About 200 dental and dental hygiene students, faculty, and staff from the University of Louisville School of Dentistry joined with community volunteers to visit 6 local elementary schools in Jefferson County, Ky, on February 3 to provide dental screenings to nearly 3,000 children. Dental hygiene students also discussed proper brushing and flossing, the importance of seeing a dentist, and healthy snacking and drinking options.
“Good dental care is vital to our students’ overall well-being and confidence, key elements in them coming to school happy, healthy, and ready to learn,” said Jefferson County Public Schools Superintendent Donna Hargens, EdD. “We’re excited to partner with the University of Louisville School of Dentistry and other community collaborators on this important health initiative.

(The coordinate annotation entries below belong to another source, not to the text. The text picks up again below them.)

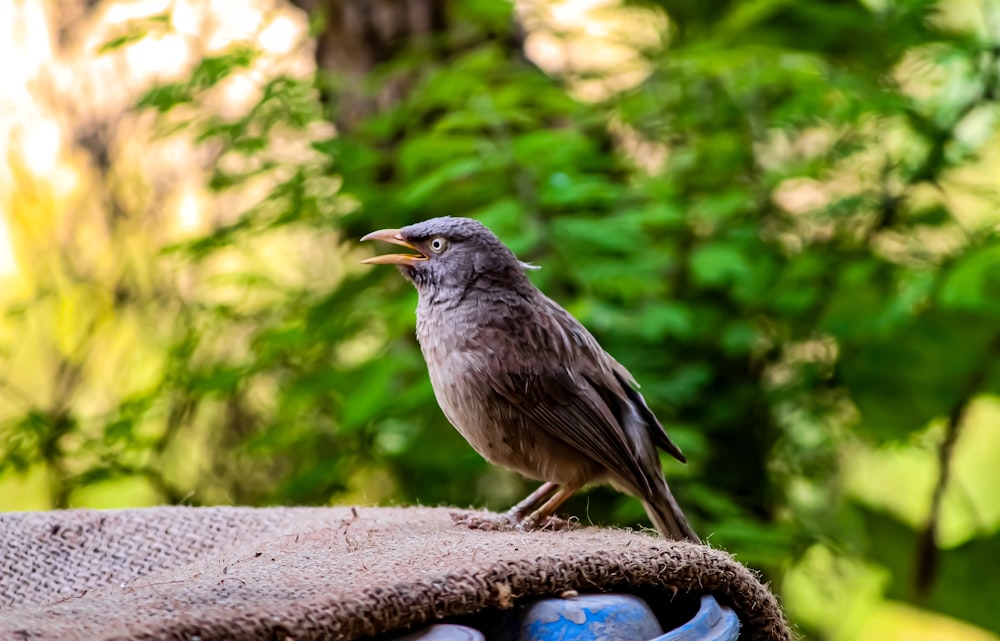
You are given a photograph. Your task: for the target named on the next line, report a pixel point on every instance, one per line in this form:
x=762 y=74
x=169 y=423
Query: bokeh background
x=781 y=215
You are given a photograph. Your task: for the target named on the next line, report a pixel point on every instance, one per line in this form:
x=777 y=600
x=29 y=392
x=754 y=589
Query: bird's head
x=452 y=254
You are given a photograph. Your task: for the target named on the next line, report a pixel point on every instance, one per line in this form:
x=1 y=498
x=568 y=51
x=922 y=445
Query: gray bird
x=523 y=381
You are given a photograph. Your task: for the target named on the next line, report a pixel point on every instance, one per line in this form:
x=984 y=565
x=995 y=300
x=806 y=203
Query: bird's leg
x=539 y=516
x=516 y=516
x=517 y=513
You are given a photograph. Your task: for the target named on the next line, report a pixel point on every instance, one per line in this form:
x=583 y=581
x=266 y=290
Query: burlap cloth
x=322 y=573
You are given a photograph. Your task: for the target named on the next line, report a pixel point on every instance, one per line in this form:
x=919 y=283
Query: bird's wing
x=570 y=390
x=660 y=436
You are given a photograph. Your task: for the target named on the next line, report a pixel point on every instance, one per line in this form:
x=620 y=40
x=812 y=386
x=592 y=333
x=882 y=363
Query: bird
x=523 y=381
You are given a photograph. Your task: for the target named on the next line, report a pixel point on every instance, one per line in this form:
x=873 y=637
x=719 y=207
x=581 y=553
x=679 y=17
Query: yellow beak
x=392 y=236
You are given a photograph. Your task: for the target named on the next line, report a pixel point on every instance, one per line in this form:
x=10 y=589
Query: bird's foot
x=554 y=523
x=484 y=520
x=508 y=521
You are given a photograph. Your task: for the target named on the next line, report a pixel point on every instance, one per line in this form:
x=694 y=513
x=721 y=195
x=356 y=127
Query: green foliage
x=786 y=272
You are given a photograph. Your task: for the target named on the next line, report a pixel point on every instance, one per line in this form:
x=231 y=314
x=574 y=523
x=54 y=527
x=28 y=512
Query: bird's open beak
x=392 y=236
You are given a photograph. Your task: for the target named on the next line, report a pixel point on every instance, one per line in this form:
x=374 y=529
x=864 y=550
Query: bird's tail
x=666 y=515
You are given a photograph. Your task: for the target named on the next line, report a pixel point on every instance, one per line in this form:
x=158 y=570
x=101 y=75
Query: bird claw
x=489 y=521
x=507 y=522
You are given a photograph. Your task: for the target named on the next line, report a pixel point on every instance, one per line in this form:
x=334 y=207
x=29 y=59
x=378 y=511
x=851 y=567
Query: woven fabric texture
x=322 y=573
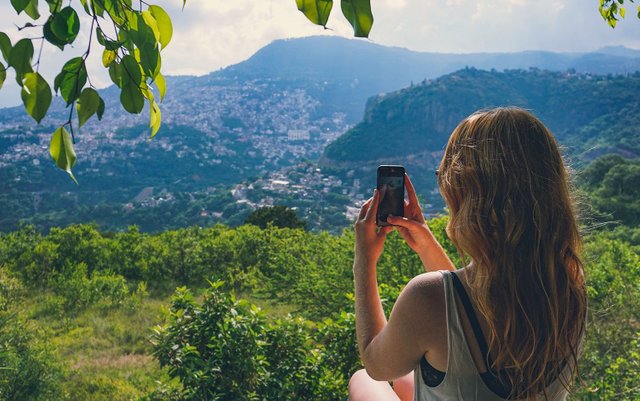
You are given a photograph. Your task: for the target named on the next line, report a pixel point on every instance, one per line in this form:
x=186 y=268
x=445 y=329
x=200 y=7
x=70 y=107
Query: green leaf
x=55 y=6
x=19 y=5
x=155 y=118
x=5 y=46
x=151 y=23
x=100 y=111
x=3 y=74
x=139 y=32
x=161 y=84
x=66 y=25
x=71 y=79
x=20 y=58
x=358 y=13
x=317 y=11
x=108 y=44
x=131 y=69
x=36 y=95
x=61 y=150
x=131 y=98
x=108 y=57
x=32 y=9
x=87 y=105
x=164 y=25
x=116 y=73
x=150 y=60
x=50 y=36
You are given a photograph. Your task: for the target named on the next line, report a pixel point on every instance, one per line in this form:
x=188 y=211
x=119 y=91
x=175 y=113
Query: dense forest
x=260 y=313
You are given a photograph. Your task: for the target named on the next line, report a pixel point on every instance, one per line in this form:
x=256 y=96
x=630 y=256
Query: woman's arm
x=388 y=349
x=417 y=234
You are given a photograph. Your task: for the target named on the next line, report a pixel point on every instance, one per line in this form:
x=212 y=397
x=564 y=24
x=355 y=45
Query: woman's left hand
x=369 y=238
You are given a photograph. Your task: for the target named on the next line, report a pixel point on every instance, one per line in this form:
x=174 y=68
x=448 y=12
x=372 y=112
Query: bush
x=228 y=349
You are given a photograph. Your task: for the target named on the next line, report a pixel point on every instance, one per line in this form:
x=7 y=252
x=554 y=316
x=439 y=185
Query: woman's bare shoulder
x=423 y=298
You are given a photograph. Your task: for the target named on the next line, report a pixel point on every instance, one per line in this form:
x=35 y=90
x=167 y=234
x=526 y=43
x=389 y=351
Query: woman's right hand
x=417 y=234
x=412 y=227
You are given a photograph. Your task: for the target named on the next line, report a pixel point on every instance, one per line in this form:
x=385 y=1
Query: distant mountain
x=354 y=70
x=280 y=107
x=590 y=115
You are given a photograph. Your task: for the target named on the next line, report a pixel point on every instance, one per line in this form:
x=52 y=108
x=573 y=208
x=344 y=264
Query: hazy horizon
x=230 y=32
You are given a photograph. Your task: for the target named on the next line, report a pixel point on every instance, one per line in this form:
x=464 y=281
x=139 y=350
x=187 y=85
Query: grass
x=106 y=351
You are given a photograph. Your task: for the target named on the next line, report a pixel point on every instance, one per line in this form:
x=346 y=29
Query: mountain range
x=263 y=117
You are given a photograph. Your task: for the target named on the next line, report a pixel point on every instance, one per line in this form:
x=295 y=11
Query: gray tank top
x=462 y=381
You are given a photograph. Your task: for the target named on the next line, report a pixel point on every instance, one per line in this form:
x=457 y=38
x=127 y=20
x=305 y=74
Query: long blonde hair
x=511 y=211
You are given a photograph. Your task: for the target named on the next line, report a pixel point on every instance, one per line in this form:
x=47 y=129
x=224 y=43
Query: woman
x=509 y=325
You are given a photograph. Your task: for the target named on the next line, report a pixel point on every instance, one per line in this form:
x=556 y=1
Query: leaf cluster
x=132 y=39
x=357 y=12
x=612 y=10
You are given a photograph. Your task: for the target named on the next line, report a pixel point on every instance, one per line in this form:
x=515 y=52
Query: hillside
x=589 y=114
x=266 y=121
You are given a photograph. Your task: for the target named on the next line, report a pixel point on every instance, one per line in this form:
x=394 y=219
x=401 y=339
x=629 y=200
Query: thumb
x=385 y=230
x=403 y=222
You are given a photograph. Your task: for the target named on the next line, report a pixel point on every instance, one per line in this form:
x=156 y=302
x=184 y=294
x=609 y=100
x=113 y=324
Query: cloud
x=212 y=34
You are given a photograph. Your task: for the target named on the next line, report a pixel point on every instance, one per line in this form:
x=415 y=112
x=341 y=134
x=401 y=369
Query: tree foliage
x=357 y=12
x=613 y=10
x=613 y=186
x=131 y=38
x=215 y=344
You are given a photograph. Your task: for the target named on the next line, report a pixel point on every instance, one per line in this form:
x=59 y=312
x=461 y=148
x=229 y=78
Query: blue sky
x=212 y=34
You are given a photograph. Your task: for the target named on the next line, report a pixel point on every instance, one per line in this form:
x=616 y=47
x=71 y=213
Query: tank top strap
x=459 y=356
x=473 y=319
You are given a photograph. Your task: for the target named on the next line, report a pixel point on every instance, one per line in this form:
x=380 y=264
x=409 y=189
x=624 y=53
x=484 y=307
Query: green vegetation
x=260 y=313
x=131 y=40
x=613 y=185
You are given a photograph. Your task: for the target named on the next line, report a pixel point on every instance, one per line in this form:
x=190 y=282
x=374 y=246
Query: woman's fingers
x=384 y=231
x=373 y=208
x=411 y=191
x=403 y=222
x=364 y=208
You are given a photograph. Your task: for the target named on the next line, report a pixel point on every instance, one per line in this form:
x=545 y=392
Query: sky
x=212 y=34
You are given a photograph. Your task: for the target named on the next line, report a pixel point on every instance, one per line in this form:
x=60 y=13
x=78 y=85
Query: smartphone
x=390 y=184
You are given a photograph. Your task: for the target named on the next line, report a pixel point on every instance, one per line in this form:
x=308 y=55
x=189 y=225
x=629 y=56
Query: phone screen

The oral health evaluations met the Kentucky dental screening requirements for school entry. Also, children received goody bags with toothbrushes, dental floss, and oral health educational materials. Parents and legal guardians also were encouraged to find a dental home for their children, such as the university’s pediatric dentistry division, which is accepting new patients.
And, multiple events are planned in Chicago, which has particular challenges in providing oral healthcare. According to the University of Illinois at Chicago College of Dentistry, city residents with high economic hardship have 40% more dental related emergency room visits than the city average. Plus, half of children under the age of 11 years have cavities, and more than 65% of third graders have cavities, with more than half going untreated.
To help, students and faculty at the school provided more than 100 children from St. Malachy School and Chicagoland Easter Seals with exams, cleanings, fluoride treatments, and oral health education on February 2. Plus, the Chicago Dental Society (CDS) offered free routine exams and other services on Saturday, February 4. More than 100 CDS member dentists will visit Chicago schools to distribute oral hygiene products and educate children throughout February as well.